One can never be sure just how serious they are about it, but there does exist a group of people who call themselves the “Flat-Earth Society” (remember the news item about the old gentleman who was invited to Cape Kennedy to watch an Apollo moon launch, but came away convinced that it was all a hoax?). There is another group, equally vocal, who believe that the earth is hollow. Several years ago, a group of “believers” informed a member of the Geophysical Institute staff that there was an opening to the center of the earth in the Alaska Range, and that this was an entry and exit point for flying saucers.
Modern-day proponents of the hollow earth theory can refer nonbelievers to the book The Hollow Earth (Bell Publishing Company, 1979) by Raymond Bernard. Bernard, judging from the initials he lists behind his name, holds just about every advanced academic degree, but is apparently somewhat of a recluse. As a spokesman for the publisher states in a foreword to the book, “I will not enter into any correspondence regarding this book — or the author. Whether you accept or reject the content of this book is your privilege. No one cares.”
The crux of the hollow earth theory is that the earth is a shell with walls about 800 miles thick. In the polar regions there are holes 1400 miles across, with edges that curve smoothly from the outside of the shell around to the inside. A sea or surface traveler could proceed over an edge of the hole, like an ant crawling over the lip of a coffee mug from the outside to the inside, and not be aware that he was actually entering the interior of the earth. Bernard explains that the holes have never been seen from the air because pilots are fooled by their compasses into believing that they are crossing the pole, when they are actually following the hole’s “magnetic rim”. Thus aircraft never really fly over the geographic poles, which naturally mark the centers of the holes themselves. As irrefutable proof of his claim, he cites Admiral Byrd’s statement, “I’d like to see that land beyond the Pole. That area beyond the Pole is the Great Unknown.”
The hollow earth theory actually seems to have been originated in the early 1800s by John Symmes, an earnest American who devoted the greater part of his later life to convincing the world that the earth was formed by a series of concentric shells.
Symmes believed that there were miles of wondrous unclaimed domain beneath our feet, with lush vegetation and fish and game for the taking. Apparently, there were those who took him seriously. As reported in the October 1882 issue of Harper’s New Monthly Magazine, a Mr. Howgate had recently been in the news, proposing that an expedition be made to discover “Symmes’ Hole.” His plan was to have a number of men acclimate themselves to higher and higher latitudes, moving further north each year. They were to observe the animals that presumably wintered over within the earth each year and emerged during the spring to bear young. Eventually, the colony of men were to follow the animals in the fall to find where they entered into that marvelous land at the center of the earth.
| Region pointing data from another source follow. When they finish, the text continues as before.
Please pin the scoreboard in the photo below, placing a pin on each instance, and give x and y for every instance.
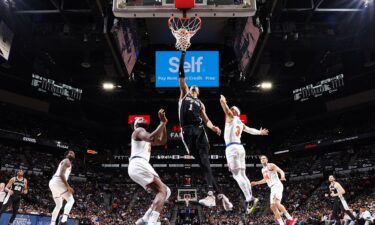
(326, 86)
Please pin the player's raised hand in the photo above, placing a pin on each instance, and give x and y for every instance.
(71, 190)
(162, 116)
(216, 130)
(264, 131)
(223, 99)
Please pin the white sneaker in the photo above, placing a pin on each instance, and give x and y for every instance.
(209, 201)
(228, 206)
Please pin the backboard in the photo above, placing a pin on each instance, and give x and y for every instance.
(166, 8)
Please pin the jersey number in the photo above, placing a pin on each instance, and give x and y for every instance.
(238, 131)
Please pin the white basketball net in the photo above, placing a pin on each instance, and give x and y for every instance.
(183, 29)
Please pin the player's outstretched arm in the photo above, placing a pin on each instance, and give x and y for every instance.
(340, 190)
(143, 135)
(162, 140)
(253, 131)
(8, 188)
(224, 105)
(65, 164)
(184, 89)
(208, 122)
(278, 170)
(254, 183)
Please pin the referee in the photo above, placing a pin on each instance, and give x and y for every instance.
(193, 117)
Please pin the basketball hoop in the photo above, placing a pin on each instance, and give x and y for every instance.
(183, 28)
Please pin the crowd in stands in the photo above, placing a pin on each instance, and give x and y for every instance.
(112, 198)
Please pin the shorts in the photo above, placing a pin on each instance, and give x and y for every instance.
(195, 140)
(58, 188)
(235, 155)
(141, 172)
(276, 192)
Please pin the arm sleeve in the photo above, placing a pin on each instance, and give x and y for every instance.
(181, 72)
(251, 131)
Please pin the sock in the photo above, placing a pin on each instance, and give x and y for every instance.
(56, 210)
(147, 214)
(153, 217)
(67, 208)
(287, 215)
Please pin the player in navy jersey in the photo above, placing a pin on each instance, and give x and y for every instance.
(193, 118)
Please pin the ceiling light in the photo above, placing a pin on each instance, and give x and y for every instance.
(265, 85)
(108, 86)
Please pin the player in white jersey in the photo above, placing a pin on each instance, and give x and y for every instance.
(270, 176)
(235, 152)
(61, 190)
(2, 194)
(141, 171)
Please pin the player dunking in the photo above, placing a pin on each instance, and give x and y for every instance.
(15, 188)
(61, 190)
(2, 194)
(193, 117)
(141, 171)
(270, 176)
(235, 152)
(339, 202)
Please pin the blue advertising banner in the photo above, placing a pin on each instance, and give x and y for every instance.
(201, 68)
(27, 219)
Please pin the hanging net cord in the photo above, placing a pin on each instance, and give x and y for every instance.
(183, 29)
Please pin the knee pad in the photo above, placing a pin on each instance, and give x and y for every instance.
(168, 193)
(59, 202)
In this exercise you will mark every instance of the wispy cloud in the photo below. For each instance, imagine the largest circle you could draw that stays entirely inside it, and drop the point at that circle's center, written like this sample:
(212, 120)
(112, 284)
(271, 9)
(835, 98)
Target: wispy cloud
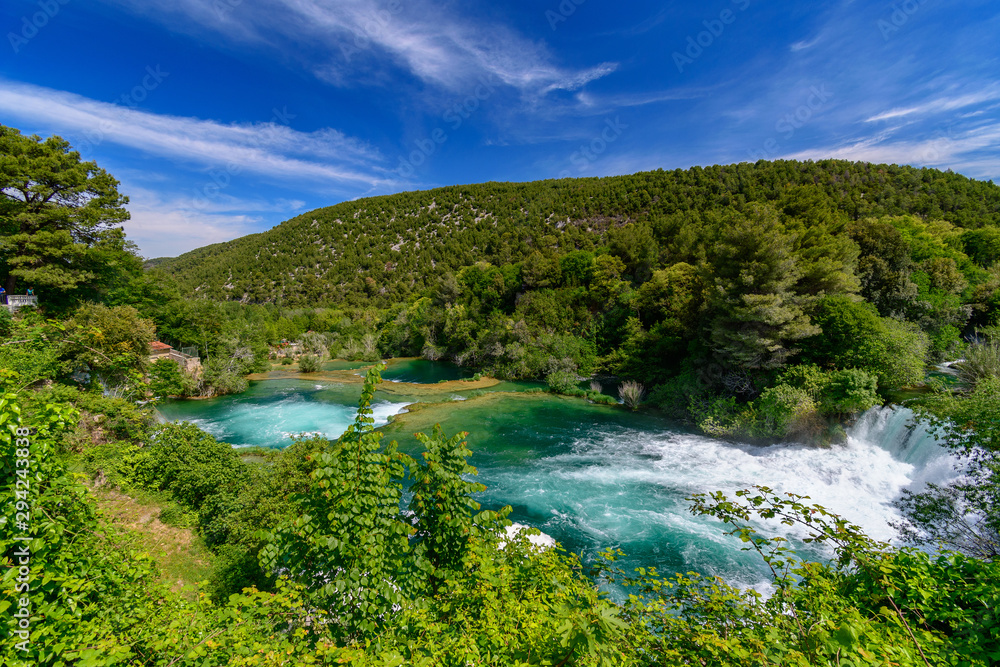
(970, 150)
(940, 105)
(435, 43)
(327, 157)
(167, 227)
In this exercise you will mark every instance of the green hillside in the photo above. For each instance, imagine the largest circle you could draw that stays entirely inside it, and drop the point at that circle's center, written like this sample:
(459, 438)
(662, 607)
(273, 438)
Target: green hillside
(383, 250)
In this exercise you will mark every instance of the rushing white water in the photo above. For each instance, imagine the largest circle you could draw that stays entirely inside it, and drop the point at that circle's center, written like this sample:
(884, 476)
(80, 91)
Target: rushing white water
(628, 488)
(597, 478)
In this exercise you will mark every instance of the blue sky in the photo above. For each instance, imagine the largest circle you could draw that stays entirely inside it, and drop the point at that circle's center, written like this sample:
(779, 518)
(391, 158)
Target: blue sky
(225, 117)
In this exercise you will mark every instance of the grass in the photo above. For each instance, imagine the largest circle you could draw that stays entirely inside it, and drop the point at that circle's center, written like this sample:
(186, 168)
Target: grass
(981, 361)
(182, 557)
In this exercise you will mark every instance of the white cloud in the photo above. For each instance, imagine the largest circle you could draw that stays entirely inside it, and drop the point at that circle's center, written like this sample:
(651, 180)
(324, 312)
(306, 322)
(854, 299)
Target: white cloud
(327, 156)
(435, 43)
(167, 227)
(940, 105)
(962, 151)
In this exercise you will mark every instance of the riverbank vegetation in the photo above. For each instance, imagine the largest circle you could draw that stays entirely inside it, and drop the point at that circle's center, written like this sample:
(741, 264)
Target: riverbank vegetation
(757, 301)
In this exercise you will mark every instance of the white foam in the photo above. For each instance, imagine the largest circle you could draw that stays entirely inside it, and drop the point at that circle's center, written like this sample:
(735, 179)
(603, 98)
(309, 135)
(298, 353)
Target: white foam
(541, 541)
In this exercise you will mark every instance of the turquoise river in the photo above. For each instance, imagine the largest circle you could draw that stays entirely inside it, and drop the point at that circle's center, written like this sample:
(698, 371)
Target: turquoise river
(592, 477)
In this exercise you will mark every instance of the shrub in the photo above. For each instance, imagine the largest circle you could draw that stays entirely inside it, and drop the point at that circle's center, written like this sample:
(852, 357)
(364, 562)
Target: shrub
(631, 393)
(189, 463)
(982, 361)
(849, 392)
(855, 336)
(561, 382)
(679, 397)
(6, 323)
(309, 363)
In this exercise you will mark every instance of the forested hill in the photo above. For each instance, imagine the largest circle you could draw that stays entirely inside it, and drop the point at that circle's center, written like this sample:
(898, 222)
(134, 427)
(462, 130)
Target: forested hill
(382, 250)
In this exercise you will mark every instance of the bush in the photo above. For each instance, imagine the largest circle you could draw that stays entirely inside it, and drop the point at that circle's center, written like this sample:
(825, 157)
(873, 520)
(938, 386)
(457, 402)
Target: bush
(166, 379)
(562, 382)
(849, 392)
(680, 397)
(982, 361)
(309, 363)
(782, 411)
(855, 336)
(6, 323)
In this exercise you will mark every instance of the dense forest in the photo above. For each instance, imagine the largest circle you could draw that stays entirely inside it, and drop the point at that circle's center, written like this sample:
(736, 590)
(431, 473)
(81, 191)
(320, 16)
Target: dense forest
(758, 301)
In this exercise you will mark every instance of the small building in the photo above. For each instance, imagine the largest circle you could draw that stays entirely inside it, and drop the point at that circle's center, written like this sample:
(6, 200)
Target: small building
(187, 362)
(15, 301)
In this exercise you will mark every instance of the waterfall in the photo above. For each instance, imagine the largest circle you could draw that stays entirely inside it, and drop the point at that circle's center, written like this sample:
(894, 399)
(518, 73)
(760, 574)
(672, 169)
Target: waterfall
(895, 430)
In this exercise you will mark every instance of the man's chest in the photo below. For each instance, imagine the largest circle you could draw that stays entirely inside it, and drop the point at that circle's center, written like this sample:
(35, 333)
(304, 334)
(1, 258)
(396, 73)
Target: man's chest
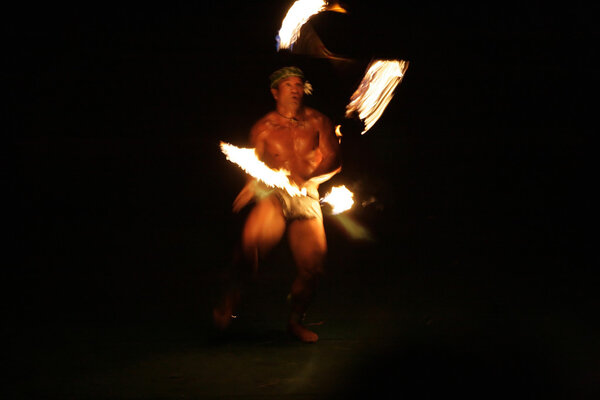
(295, 138)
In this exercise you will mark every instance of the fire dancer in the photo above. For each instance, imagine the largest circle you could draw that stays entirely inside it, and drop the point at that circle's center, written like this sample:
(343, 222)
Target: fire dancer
(302, 141)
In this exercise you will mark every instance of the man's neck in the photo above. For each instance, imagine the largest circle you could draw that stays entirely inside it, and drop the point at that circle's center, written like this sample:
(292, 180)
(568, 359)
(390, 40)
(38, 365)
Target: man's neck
(289, 113)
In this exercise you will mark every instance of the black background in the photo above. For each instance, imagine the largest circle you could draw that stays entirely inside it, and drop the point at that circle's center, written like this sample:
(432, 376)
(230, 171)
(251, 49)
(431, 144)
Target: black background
(481, 167)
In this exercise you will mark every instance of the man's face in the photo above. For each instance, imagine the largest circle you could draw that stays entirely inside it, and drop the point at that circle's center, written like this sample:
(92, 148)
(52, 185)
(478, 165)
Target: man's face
(290, 91)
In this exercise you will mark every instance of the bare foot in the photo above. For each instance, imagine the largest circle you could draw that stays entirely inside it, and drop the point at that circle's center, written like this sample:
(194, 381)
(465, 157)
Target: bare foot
(303, 334)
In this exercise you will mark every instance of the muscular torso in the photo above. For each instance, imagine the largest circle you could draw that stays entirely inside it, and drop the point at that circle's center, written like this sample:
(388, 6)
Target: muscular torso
(292, 145)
Sadly for this romantic concept, if today’s believers are correct, the only thing that they would find there now are flying saucers.
This article is provided as a public service by the Geophysical Institute, University of Alaska Fairbanks, in cooperation with the UAF research community. Larry Gedney is a seismologist at the Institute.
Richard Hoagland and Tom Van Flandern had/have major kinds of astronophysics credentials; most of the people calling them kooks, including YOU, don’t.